Winter chills, p.2
Winter Chills,
p.2
I grabbed the pencil again and rubbed the lead around the letters. I didn’t understand what it meant but my stomach dropped and a shiver ran down my spine.
DON’T
TRUST
HIM
I released the rug by moving my leg, and it rolled back over the mark. I stared at the ominous message for another couple moments. I flipped the notepad closed and looked at the cover. It was a girly one, with different sized pink and purple hearts covering it. Not the type of thing John would probably use. I flipped back to the message and thought about who could have written it. I took the pencil and rewrote the message myself.
The handwriting matched.
I wrote the message.
I had no recollection of writing this. Who was it referring to? Why would I write that? Who did I write it to?
I passed my hand over the revealed message and felt the impressions of more writing to uncover at the bottom edge. I used the pencil again.
Flour
I ran to the kitchen, placed the pad down, and pulled the flour container from the cupboard. I pulled off the lid and grabbed a slotted spoon from the drawer.
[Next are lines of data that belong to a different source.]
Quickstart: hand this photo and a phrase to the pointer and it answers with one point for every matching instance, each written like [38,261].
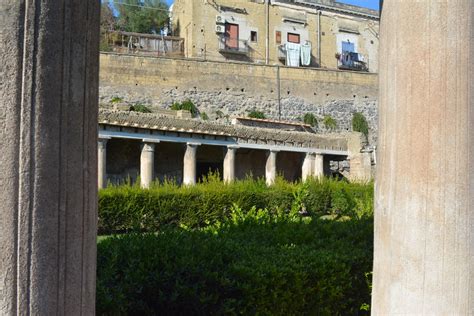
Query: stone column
[308,166]
[319,166]
[48,160]
[229,164]
[424,216]
[270,167]
[189,164]
[147,164]
[102,162]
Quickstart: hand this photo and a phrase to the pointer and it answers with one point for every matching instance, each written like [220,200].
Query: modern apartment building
[300,33]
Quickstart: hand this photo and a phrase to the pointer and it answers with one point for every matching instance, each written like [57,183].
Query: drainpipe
[279,92]
[319,38]
[267,37]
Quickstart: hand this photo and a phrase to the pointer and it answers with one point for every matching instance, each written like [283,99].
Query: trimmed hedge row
[250,266]
[131,209]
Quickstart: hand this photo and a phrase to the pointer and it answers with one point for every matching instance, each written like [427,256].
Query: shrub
[310,119]
[187,105]
[257,115]
[359,124]
[116,100]
[204,116]
[140,108]
[254,263]
[329,123]
[131,209]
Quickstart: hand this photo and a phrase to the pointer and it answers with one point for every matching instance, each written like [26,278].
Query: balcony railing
[229,45]
[352,61]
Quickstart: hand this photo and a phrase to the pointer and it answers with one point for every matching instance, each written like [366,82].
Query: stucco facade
[260,30]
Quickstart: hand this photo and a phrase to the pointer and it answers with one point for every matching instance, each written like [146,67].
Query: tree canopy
[141,16]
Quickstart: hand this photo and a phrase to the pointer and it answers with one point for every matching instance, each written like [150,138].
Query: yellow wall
[202,40]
I swirled the spoon back and forth through the flour, pulling up a spoonful of flour a few times. I couldn’t feel any resistance that didn’t just feel like flour through a slotted spoon.
I stuck my hand into the jar and felt nothing but flour between my fingers. In desperation I overturned the flour onto the kitchen island granite top. Ensuring the container was empty. I examined the outside. The transparent plastic revealed no secrets. I used both hands to push the flour around. The container wasn’t set on the counter entirely and in my concentration I knocked it to the floor. A puff of residual flour billowed into the air. There was nothing but flour. I rubbed handfuls between my fingers. I tasted what coated the tip of one of my fingers and tasted nothing but uncooked flour.
Turning towards the flour coated rubbing, I stared at the message again.
Flour
I looked up towards the ceiling, wracking my brain for what it could mean. A yellow box caught my eye.
Flour
The vintage ceramic dry good containers on top of the pantry, yellow with hand painted labels.
Salt, Sugar, and Flour.
I scrambled on top of the counter adjacent to the pantry and grabbed the container. The lid slid off and shattered on the floor. Still standing on the counter, I tipped the jar towards my face and looked inside.
There was a piece of paper.
With the jar tucked under my arm I got down from the counter. I placed the jar on the counter and pulled the paper out.
It was a folded white piece of paper ripped from a notebook.
I slipped my finger between the folds. Opening the second fold and revealing the message was like lifting a weight off my shoulders. I couldn’t read what was written fast enough.
Before you do anything else, you must be alone.
If you are not alone, replace this note and restore it to its hiding place. Revisit this when you are alone. DO NOT TELL JOHN.
When you are alone, recreate the note in the pad of paper by rewriting the message with a pen and burn the top piece of paper. Replace the notebook in the drawer.
To stay strong and sharp, add 3 cups of salt to your electrolyte drink mix.
If you fail to follow these steps, your life will be in danger, Annabel.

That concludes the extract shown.